La requête a été communiquée à l'Établissement public Grand Paris Aménagement qui n'a pas produit d'observations.

Vu les autres pièces du dossier.

Vu le code de justice administrative.

Le président du tribunal a désigné Mme Mégret, vice-présidente, en application de l'article L. 511-2 du code de justice administrative, pour statuer sur les demandes en référé.

Considérant ce qui suit :

1. Aux termes de l'article R. 541-1 du code de justice administrative : " Le juge des référés peut, même en l'absence d'une demande au fond, accorder une provision au créancier qui l'a saisi lorsque l'existence de l'obligation n'est pas sérieusement contestable. Il peut, même d'office, subordonner le versement de la provision à la constitution d'une garantie. ".

2. En l'espèce, la SARL Cystaim V3 s'est vu délivrer par un arrêté en date du 23 août 2013 du maire de la commune de Villiers-le-Bel un permis de construire en vue de la construction de deux bâtiments et d'un parc de stationnement automobile aérien. Le maire de la commune de Villiers-le-Bel a constaté, par un arrêté du 11 septembre 2017, la " caducité " de ce permis de construire. Par un arrêt n°19VE02997 du 29 juin 2021, la Cour administrative d'appel de Versailles a rejeté la demande d'annulation de l'arrêté du 11 septembre 2017. Un pourvoi en cassation a été formé devant le Conseil d'État. Si la société requérante soutient que le dépôt de garantie doit lui être remboursé et que les travaux de voirie et d'assainissement réalisé constituent un enrichissement sans cause, il ne résulte pas l'instruction que la créance dont elle se prévaut, en l'état de l'instruction, n'est pas sérieusement contestable. Il s'ensuit qu'il n'y a pas lieu de faire droit à la demande de provision de la SARL Cystaim V3, ni par voie de conséquence à ses conclusions sur le fondement de l'article L. 761-1 du code de justice administrative.

3. Il résulte dès lors de ce qui précède que la requête de la SARL Cystaim V3 doit être rejetée.

O R D O N N E :

Article 1er : La requête de la SARL Cystaim V3 est rejetée.

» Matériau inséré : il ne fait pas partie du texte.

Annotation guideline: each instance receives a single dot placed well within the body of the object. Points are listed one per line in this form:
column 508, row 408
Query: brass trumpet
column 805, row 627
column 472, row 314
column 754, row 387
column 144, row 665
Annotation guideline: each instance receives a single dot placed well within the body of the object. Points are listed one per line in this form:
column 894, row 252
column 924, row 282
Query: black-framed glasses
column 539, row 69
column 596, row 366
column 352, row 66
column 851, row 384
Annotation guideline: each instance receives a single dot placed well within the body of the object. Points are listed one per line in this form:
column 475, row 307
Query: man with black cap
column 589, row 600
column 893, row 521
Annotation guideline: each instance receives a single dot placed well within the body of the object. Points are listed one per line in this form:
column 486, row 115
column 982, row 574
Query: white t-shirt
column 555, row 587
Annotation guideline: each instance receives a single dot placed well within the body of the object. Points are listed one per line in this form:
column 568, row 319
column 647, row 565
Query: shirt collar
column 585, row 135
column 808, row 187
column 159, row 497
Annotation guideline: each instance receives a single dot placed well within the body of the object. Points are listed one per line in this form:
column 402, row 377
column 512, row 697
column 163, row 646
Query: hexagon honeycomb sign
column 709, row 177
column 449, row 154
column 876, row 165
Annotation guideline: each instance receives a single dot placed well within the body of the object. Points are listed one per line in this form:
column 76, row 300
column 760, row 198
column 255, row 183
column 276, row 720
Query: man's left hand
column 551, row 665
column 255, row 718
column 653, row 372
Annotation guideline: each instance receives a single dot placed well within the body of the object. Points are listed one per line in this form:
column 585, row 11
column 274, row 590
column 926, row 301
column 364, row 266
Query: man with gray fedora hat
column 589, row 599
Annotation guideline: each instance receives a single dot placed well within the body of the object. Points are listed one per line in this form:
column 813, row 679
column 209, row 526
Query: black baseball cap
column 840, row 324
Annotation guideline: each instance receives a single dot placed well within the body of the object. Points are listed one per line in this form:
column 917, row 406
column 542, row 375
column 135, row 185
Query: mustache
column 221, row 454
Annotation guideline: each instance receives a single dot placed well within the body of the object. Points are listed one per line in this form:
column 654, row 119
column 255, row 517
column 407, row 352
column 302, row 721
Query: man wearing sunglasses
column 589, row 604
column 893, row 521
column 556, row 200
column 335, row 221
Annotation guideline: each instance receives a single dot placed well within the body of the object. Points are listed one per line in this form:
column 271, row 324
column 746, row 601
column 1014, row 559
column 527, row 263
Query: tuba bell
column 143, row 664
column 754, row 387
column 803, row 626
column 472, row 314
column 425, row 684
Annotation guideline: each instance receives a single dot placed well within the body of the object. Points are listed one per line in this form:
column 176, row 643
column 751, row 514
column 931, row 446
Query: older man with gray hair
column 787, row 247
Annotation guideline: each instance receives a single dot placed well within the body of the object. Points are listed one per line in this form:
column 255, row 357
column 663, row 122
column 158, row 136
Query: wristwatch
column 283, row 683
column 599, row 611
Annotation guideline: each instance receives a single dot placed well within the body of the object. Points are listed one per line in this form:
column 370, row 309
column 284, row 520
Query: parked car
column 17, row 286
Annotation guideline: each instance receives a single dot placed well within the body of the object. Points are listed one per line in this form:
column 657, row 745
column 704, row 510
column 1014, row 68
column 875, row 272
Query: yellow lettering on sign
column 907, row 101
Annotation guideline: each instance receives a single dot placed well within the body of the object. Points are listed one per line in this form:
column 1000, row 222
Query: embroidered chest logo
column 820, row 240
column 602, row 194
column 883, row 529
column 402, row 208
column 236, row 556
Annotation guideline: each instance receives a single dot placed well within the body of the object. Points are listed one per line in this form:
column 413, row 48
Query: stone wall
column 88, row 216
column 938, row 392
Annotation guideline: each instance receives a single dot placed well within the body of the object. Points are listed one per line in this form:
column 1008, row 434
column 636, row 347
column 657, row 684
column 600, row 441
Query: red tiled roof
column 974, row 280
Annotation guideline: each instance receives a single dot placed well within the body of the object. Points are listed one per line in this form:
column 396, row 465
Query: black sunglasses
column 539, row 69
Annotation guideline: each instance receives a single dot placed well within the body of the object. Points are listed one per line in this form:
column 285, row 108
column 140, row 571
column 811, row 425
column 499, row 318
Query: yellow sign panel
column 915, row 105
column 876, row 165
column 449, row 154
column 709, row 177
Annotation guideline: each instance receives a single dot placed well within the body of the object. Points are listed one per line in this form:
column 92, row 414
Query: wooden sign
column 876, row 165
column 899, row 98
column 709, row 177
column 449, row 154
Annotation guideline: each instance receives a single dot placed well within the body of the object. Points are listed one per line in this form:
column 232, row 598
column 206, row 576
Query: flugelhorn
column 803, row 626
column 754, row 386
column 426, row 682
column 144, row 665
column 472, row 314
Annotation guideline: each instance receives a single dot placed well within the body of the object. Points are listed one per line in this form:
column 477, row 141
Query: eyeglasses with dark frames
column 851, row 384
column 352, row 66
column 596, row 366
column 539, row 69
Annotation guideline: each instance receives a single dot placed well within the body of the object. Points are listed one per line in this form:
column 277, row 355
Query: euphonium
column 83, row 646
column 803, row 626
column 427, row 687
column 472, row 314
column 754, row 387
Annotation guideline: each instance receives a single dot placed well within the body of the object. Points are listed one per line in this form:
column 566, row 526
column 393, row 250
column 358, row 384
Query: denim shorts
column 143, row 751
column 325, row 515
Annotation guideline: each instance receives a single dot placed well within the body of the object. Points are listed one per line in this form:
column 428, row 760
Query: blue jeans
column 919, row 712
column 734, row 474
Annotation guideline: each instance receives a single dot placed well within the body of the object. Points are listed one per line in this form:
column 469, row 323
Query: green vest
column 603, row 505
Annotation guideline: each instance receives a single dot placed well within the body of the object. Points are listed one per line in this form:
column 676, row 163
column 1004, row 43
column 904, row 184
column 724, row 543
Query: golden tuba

Article 2: La présente ordonnance sera notifiée à la SARL Cystaim V3 et à l'établissement public Grand Paris Aménagement.

Fait, à Cergy, le 8 juillet 2022.

La juge des référés,

signé

S. Mégret.

La République mande et ordonne au préfet du Val-d'Oise en ce qui le concerne ou à tous commissaires de justice de justice à ce requis en ce qui concerne les voies de droit commun contre les parties privées, de pourvoir à l'exécution de la présente décision.